El comandante dit:Leur vision de la nature humaine - des individus incapables d'amour sans Dieu - me semble très en-deçà de la réalité. L'individu n'existe pas sans lien social - sa mère, sa famille, ses proches, la société. Ni psychologiquement ni historiquement. L'individu n'a jamais été seul face à Dieu pas plus qu'il n'a jamais un jour passé ou refondé un contrat social avec ses voisins (que ce soit dans les versions hobbesienne ou rousseauiste ou de Locke, peu importe, ce sont les mêmes fadaises, y compris dans leur version allégoriques elles n'expliquent rien). L'être humain fait société depuis toujours, depuis ses débuts comme mammifère ou sa naissance comme être vivant. Ce sont ces liens permanents qui font l'amour et s'opposent à la volonté de puissance.
On sait désormais - ce que ni Rousseau, ni Luther, ni Moïse ne savaient en leur temps, et on ne saurait leur reprocher - que la privation d'affection envers un nouveau-né entraîne des lésions cérébrales permanentes et des comportements psychotiques; qu'il en va de même pour l'isolement. On sait aussi - et chaque jour un peu plus, historiquement et archéologiquement - comment les hommes ont fait société, les rencontres, le rôle du don, le rôle des croyances et des religions, etc., qui font lien eux aussi. Bref, tout ce qui compense là encore la volonté de puissance par l'immanence des liens interindividuels, sociaux.

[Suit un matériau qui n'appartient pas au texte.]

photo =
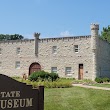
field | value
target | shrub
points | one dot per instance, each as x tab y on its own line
99	80
42	75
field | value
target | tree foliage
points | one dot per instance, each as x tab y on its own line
105	34
10	37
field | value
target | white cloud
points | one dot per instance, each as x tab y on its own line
65	34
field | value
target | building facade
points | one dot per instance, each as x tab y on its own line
80	57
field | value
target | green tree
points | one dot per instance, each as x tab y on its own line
11	37
105	33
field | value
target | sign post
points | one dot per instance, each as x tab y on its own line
15	95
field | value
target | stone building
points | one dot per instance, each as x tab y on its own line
80	57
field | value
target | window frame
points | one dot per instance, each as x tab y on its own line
0	51
76	48
18	50
68	70
54	49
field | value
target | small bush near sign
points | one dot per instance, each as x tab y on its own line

Ce n'est pas du scientisme, mais ce sont les progrès de la science qui ont permis ces avancées et ces nouvelles compréhensions en à peine plus d'un siècle. Explications que n'avaient pas à leur disposition les grands créateurs de récit et, encore une fois, on ne peut leur reprocher. Mais aujourd'hui qu'on les a, le dogme de l'amour divin et la conception de l'individu me semblent d'autant plus erronés et excluants, y compris en tant qu'allégories, de la réalité de l'être humain.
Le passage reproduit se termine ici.